Las Muelas del Juicio y otros Vestigios de la Evolución
Shora | 20 noviembre, 2005 | 11:52 PMÚltimamente las muelas del Juicio están haciéndose notar más de los que deberían. Después de haberme salido las dos del maxilar superior y la derecha en el maxilar inferior, casi sin dolor, está saliendo otra por el lado izquierdo y ya no hay sitio para más. Mis dientes ya se han apiñado todo lo que podían y esta última muela lo único que va a conseguir es crearme dolor y quedarse atrapada con la consiguiente visita al dentista o cirujano maxilofacial, extracción y anestésicos. Y la imagen de ardilla con los carrillos hinchados ya viene a mi mente.
Si las muelas atendieran a razones no dudaría en decirles que su sentido en esta vida no es otra que fastidiar y hacer que nos acordemos de ellas. Ello les provocaría una crisis existencial, pero bueno, afortunadamente tienen como destino más probable desaparecer.
Las muelas del Juicio, a demás de otros elementos que mencionaré a continuación, son meros vestigios de la evolución humana.
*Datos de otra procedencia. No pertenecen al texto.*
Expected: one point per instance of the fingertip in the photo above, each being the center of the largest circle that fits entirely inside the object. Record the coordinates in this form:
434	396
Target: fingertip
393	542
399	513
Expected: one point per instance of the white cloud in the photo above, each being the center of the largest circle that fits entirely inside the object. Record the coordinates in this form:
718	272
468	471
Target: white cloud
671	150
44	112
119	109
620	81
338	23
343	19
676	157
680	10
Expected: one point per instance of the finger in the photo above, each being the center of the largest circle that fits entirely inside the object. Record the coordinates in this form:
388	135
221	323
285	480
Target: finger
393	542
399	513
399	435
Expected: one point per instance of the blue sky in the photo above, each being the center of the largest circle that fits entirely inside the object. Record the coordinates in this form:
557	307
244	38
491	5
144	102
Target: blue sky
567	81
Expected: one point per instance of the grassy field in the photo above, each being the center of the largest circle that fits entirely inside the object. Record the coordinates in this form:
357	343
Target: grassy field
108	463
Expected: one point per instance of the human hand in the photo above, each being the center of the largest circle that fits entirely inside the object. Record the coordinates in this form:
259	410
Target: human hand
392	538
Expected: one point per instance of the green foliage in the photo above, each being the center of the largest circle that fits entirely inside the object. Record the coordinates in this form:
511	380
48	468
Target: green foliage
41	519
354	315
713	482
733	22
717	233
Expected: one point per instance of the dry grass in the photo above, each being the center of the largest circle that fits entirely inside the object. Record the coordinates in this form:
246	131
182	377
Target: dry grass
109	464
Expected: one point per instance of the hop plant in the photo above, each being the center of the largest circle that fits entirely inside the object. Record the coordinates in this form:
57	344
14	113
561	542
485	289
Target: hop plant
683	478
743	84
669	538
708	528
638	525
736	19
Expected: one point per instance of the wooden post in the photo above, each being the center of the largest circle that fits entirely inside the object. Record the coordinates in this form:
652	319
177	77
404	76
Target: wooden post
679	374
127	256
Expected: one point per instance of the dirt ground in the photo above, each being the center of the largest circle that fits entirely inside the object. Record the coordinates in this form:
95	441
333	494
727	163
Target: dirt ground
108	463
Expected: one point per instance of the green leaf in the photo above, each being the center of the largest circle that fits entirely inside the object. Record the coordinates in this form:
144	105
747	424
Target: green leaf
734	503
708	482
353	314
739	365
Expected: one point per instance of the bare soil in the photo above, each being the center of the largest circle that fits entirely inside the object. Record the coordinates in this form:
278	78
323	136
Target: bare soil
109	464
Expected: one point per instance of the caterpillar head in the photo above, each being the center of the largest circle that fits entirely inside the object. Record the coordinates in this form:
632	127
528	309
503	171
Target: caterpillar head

En su día tuvieron mucha importancia para adaptarse al ambiente y eran muy útiles. Pero con el paso de miles de años de evolución, fueron modificándose muchos elementos a su alrededor y ellos dejaron de tener alguna utilidad. Pero no desaparecieron y ahora causan más mal que bien.
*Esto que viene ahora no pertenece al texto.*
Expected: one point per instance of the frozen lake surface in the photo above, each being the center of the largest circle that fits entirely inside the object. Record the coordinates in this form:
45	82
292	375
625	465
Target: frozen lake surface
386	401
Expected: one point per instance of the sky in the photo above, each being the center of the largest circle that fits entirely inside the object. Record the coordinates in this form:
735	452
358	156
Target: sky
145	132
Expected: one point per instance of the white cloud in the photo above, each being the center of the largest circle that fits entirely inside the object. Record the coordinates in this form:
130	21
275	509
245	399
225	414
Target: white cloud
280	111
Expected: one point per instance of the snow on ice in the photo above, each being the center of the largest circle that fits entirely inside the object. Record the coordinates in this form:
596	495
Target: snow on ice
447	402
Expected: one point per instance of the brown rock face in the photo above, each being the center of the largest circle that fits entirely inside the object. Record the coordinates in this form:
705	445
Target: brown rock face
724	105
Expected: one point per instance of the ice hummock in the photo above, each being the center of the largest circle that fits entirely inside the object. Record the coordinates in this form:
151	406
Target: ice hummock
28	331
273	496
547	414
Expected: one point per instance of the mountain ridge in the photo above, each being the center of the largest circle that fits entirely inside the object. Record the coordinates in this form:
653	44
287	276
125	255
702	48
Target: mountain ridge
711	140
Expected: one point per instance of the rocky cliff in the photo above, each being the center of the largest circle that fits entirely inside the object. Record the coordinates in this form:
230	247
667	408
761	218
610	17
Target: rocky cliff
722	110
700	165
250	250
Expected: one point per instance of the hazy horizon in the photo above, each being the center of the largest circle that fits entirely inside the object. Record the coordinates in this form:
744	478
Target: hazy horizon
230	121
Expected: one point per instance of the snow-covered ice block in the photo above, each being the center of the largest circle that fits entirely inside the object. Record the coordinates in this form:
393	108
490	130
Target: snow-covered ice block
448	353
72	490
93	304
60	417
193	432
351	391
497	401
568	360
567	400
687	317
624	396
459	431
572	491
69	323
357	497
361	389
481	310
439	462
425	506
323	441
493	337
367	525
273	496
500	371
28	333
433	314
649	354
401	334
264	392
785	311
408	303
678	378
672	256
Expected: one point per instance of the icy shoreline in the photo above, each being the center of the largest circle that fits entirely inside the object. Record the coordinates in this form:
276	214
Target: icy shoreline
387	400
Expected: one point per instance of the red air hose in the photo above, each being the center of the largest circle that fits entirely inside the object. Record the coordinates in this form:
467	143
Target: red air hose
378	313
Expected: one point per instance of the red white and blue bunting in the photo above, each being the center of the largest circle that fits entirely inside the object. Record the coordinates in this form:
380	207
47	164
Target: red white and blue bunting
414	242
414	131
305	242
A continuación iré describiendo los vestigios evolutivos más característicos del ser humano:
También llamados terceros molares o cordales. Se les puso ese nombre debido a que aparecen frecuentemente entre los 17-18 años (cuando se dice que se comienza a tener juicio o uso de razón). Éstas muelas fueron útiles en el pasado pues aportaban potencia masticatoria cuando aún no preparábamos los alimentos y éstos estaban más duros.